How "not like this" is encoded depends a lot on the algorithm you are
using. In a (roughly) least squares world such as used by correlational
recommendation systems, you could invert the loss function so that you are
going for maximum squared error for the negative examples. It is likely
that you will have to avoid having the negative examples chase the solution
arround more effectively than the positive examples attract it by using a
looser loss function on negative examples. This also would take into
account the fact that strong negative ratings are actually more like the
right answer than the average case at large.

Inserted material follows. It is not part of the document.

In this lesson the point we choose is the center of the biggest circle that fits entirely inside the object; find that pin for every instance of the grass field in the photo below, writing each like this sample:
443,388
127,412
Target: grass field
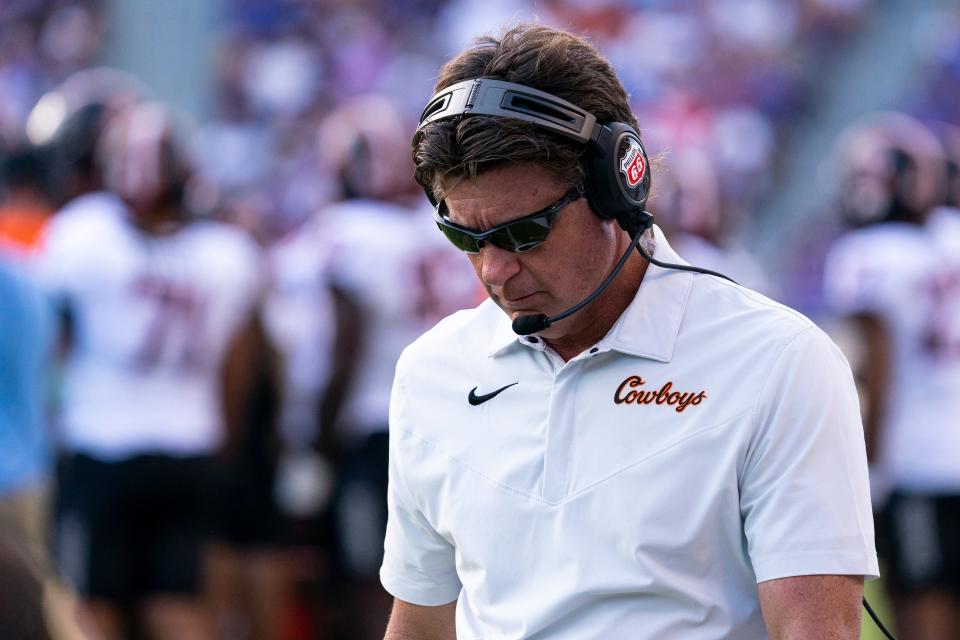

Averaging is just such a case since the mean is just the least squares
solution for positive weights. When you have negative weights that
represent examples that you want to avoid, you can simply include those
weights in the weighted average and get the "correct" solution. Since the
loss is unbounded negative, you get nonsensical solutions such as in your
examples. For instance, if you have single negatively weighted example, the
loss is minimized at infinity because the further you are from that example,
the better. In your recommendations case, this should be handled by putting
a constraint on the results (i.e. bounding to [1..5]). You also have to
check your result to determine whether it is the maximum loss or minimum
loss.
Example 1:
-1 similarity to a user with a single 5 rating on a movie and no other
similarities to other users. Weighted average rating on this movie is (-1 *
5) / -1 = 5. But this is the loss MAXimum ... the worst possible answer.
To get the right answer, we have to check both end-points. Within the range
[1..5], the loss is lowest at 1.
Example 2:
-1 similarity to a user with a single 4 rating on a movie and nothing
else. Weighted average is again the maximum and occurs at 4. Both
endpoints are better than this, but 1 is further from the negative example
and is this the best answer.
Example 3:
-1 similarity to one user with a single 4 rating and +1 similarity to
another user with a 4 rating, both on the same movie. In this case, the
weighted average is undefined (0/0). This occurs because the loss function
is totally flat and has no optimum.
Example 4:
-1 similarity to a rating of 2, +1 similarity to a rating of 4 and +1
similarity to a rating of 5. The weighted average is (-2 + 4 + 5) /
(-1+1+1) = 7 /1 = 7. The loss function is minimized at 7, but that is
outside our constraints. Of the two end-points, 5 is the better answer.
On Tue, Feb 23, 2010 at 3:49 AM, Sean Owen <[email protected]> wrote:
>
> Ted do you have any standard advice about how people do weighted
> averages when weights are negative?
--
Ted Dunning, CTO
DeepDyve